I have a multiple sequence alignment file in which the lines from the different sequences are interspersed, as in the format outputed by clustal and other popular multiple sequence alignment tools. It looks like this:
TGFb3_human_used_for_docking ALDTNYCFRNLEENCCVRPLYIDFRQDLGWKWVHEPKGYYANFCSGPCPY
tr|B3KVH9|B3KVH9_HUMAN ALDTNYCFRNLEENCCVRPLYIDFRQDLGWKWVHEPKGYYANFCSGPCPY
tr|G3UBH9|G3UBH9_LOXAF ALDTNYCFRNLEENCCVRPLYIDFRQDLGWKWVHEPKGYYANFCSGPCPY
tr|G3WTJ4|G3WTJ4_SARHA ALDTNYCFRNLEENCCVRPLYIDFRQDLGWKWVHEPKGYYANFCSGPCPY
TGFb3_human_used_for_docking LRSADTTHST-
tr|B3KVH9|B3KVH9_HUMAN LRSADTTHST-
tr|G3UBH9|G3UBH9_LOXAF LRSTDTTHST-
tr|G3WTJ4|G3WTJ4_SARHA LRSADTTHST-
Each line begins with a sequence identifier, and then a sequence of characters (in this case describing the amino acid sequence of a protein). Each sequence is split into several lines, so you see that the first sequence (with ID TGFb3_human_used_for_docking
) has two lines.
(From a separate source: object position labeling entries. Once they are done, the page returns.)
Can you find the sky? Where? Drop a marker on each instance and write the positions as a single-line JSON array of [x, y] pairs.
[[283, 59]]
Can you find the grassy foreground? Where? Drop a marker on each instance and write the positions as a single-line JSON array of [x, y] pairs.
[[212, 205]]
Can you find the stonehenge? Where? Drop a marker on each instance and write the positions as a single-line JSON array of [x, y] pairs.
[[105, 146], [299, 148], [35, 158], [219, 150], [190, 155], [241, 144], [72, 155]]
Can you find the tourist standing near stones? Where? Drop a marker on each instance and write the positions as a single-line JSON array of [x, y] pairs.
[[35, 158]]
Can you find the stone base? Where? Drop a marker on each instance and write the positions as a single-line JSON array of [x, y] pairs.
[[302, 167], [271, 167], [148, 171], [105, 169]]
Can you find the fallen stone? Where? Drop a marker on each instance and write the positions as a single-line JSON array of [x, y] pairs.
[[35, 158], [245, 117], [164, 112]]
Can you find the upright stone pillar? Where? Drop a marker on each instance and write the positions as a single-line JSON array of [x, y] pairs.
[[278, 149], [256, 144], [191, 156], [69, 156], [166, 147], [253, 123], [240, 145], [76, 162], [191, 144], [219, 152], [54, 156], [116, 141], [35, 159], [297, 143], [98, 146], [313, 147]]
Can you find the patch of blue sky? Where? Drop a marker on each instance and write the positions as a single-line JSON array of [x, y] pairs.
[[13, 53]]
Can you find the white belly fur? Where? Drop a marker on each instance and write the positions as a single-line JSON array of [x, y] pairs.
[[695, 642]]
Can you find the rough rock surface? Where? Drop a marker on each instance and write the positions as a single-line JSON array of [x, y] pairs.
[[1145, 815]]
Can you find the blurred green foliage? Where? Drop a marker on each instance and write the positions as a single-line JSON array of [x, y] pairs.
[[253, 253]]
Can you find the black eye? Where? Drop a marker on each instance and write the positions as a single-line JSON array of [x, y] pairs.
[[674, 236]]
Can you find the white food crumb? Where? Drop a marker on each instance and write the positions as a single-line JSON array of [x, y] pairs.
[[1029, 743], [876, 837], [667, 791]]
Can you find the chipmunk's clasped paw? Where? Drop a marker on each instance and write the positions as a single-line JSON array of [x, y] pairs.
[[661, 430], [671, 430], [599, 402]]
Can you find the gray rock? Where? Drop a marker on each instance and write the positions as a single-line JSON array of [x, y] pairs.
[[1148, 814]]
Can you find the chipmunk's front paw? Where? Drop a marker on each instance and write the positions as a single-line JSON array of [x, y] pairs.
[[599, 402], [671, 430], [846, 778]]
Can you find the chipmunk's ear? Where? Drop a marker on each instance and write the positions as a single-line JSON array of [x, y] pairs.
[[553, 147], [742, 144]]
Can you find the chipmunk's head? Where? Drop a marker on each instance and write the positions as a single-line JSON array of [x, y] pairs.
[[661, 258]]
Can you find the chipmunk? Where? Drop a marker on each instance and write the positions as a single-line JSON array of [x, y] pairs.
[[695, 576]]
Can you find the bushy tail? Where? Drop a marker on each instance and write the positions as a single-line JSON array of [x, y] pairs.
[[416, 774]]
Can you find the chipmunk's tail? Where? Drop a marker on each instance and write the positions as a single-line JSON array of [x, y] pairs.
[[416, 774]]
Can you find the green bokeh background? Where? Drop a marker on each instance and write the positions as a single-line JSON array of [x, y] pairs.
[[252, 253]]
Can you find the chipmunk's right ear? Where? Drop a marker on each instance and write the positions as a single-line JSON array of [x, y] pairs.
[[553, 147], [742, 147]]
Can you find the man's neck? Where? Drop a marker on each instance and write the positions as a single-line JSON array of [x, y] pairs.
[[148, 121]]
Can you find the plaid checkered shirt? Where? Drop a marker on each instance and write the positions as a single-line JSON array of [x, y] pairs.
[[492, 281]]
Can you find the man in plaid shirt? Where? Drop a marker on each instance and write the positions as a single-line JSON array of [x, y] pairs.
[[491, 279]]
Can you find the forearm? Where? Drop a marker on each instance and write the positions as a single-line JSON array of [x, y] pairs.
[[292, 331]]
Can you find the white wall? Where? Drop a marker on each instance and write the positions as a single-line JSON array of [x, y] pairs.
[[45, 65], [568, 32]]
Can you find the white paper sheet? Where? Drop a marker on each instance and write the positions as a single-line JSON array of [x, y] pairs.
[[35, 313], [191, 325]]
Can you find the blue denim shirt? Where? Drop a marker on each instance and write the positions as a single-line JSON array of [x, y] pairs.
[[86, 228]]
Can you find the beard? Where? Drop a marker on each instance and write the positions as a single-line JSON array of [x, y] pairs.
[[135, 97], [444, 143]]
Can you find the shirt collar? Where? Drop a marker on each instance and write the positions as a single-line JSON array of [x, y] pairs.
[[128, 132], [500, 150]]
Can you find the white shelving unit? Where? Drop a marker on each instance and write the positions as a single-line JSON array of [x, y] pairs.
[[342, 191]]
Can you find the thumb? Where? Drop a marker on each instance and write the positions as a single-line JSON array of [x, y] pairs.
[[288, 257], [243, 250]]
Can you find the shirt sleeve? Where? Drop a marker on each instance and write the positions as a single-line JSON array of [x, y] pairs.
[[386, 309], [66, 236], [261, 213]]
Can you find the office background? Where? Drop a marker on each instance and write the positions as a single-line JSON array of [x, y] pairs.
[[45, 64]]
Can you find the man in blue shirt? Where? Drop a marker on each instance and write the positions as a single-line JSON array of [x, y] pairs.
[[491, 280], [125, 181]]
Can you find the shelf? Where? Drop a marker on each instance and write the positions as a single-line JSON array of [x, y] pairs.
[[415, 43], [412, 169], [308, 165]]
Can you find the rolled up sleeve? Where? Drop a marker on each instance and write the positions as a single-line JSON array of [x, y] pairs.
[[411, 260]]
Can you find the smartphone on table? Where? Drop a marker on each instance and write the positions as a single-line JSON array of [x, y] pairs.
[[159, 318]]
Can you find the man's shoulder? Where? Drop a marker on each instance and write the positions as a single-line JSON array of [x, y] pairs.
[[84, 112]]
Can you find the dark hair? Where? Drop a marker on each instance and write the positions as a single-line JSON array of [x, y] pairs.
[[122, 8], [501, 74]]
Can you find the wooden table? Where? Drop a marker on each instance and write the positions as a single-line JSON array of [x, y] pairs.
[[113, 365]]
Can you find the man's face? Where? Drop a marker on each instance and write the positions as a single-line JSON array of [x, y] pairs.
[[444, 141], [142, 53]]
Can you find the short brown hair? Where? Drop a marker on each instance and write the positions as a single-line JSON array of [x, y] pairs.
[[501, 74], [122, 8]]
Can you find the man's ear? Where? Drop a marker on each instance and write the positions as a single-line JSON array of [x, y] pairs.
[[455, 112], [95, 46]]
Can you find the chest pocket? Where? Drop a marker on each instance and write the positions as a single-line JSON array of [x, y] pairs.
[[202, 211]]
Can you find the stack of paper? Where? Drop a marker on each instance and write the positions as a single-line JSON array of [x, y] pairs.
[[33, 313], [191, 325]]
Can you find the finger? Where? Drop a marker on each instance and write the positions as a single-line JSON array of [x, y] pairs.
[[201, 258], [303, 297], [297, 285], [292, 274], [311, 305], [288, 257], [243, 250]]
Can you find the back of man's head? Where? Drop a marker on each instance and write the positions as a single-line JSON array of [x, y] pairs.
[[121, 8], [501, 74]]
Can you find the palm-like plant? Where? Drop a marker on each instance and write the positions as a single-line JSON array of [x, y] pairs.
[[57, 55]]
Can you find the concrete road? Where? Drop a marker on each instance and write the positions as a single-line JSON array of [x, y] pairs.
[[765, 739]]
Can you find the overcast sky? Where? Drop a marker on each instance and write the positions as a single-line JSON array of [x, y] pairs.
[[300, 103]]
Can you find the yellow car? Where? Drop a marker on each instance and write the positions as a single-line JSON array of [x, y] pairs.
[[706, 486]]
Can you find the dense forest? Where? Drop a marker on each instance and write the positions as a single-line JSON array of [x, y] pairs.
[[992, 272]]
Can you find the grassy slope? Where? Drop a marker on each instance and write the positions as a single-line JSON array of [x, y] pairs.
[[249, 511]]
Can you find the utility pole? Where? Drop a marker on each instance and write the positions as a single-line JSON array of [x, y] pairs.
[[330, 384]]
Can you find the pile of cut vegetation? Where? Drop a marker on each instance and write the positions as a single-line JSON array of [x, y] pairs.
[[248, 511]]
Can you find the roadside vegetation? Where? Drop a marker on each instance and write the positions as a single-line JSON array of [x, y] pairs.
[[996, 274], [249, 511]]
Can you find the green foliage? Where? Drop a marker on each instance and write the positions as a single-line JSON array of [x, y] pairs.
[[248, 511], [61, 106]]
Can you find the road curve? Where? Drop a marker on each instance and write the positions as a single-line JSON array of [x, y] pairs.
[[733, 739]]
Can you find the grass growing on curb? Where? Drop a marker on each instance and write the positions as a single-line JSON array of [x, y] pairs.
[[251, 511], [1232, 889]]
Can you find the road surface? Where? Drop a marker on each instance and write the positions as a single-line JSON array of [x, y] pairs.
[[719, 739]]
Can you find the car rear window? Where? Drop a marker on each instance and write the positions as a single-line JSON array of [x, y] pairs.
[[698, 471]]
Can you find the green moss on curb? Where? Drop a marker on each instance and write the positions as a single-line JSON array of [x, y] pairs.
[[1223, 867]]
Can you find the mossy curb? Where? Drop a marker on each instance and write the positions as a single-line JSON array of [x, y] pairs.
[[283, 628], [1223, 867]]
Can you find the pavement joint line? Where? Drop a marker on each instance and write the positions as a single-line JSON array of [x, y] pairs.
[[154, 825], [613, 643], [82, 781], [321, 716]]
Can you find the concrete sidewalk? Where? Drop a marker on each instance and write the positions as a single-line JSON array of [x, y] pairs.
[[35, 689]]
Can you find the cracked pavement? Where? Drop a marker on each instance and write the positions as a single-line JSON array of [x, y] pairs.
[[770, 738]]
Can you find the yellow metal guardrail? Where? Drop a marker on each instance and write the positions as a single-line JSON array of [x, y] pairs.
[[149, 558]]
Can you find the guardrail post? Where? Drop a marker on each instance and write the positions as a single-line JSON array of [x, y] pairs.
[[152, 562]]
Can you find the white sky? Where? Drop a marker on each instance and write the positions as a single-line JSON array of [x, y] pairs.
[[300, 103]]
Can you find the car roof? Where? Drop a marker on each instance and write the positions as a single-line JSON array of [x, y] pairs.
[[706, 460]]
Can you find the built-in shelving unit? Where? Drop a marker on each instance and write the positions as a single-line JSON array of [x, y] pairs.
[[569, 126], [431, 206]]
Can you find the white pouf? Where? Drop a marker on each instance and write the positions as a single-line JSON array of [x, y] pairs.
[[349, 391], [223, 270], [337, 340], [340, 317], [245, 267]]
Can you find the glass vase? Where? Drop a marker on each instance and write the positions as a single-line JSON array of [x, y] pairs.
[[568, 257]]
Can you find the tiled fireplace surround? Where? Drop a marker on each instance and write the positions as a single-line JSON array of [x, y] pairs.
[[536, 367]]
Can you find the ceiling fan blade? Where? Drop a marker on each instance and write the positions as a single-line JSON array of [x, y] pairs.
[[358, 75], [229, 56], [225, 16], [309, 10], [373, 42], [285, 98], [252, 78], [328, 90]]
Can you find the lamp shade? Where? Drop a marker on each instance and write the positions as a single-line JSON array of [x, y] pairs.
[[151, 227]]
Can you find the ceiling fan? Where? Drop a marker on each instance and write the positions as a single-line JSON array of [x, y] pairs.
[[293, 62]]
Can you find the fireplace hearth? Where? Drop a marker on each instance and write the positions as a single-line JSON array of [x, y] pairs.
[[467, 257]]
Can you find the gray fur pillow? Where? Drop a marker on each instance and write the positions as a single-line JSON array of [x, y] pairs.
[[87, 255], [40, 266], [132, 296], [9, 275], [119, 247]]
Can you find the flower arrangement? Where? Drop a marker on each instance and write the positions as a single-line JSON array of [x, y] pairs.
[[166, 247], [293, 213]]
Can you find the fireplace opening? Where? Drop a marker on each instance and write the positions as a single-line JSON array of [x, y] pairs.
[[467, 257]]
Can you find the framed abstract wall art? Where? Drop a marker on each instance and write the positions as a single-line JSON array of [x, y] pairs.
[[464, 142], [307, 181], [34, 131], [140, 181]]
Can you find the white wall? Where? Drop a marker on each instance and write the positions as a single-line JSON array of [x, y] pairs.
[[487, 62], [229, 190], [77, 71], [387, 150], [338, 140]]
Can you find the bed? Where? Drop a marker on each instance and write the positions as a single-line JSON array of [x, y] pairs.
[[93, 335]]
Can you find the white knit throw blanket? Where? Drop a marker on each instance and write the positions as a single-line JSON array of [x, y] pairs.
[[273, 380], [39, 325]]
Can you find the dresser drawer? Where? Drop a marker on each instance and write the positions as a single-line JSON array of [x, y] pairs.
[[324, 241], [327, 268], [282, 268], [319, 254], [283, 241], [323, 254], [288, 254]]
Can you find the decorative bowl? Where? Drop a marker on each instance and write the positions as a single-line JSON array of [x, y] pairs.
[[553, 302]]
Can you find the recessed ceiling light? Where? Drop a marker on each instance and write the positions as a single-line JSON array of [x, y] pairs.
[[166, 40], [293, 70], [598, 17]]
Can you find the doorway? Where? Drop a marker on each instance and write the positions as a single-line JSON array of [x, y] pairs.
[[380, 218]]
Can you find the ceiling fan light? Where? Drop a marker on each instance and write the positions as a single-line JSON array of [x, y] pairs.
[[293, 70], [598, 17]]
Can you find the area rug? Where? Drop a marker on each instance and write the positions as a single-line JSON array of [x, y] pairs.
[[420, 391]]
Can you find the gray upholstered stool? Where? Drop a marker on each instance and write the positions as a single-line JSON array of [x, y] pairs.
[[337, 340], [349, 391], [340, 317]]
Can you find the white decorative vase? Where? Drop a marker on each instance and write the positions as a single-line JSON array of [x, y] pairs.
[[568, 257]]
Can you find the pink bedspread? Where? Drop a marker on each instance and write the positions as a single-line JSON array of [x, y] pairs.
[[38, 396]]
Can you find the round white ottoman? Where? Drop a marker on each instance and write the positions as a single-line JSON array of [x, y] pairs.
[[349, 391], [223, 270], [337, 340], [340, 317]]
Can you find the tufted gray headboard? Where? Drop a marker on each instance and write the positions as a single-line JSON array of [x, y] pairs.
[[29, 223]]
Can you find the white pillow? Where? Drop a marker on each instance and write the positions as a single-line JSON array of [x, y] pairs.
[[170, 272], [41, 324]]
I want to convert this to a format in which each sequence has a single line, like this:
TGFb3_human_used_for_docking ALDTNYCFRNLEENCCVRPLYIDFRQDLGWKWVHEPKGYYANFCSGPCPYLRSADTTHST-
tr|B3KVH9|B3KVH9_HUMAN ALDTNYCFRNLEENCCVRPLYIDFRQDLGWKWVHEPKGYYANFCSGPCPYLRSADTTHST-
tr|G3UBH9|G3UBH9_LOXAF ALDTNYCFRNLEENCCVRPLYIDFRQDLGWKWVHEPKGYYANFCSGPCPYLRSTDTTHST-
tr|G3WTJ4|G3WTJ4_SARHA ALDTNYCFRNLEENCCVRPLYIDFRQDLGWKWVHEPKGYYANFCSGPCPYLRSADTTHST-
(In this particular examples the sequences are almost identical, but in general they aren't!)
How can I convert from multi-line multiple sequence alignment format to single-line?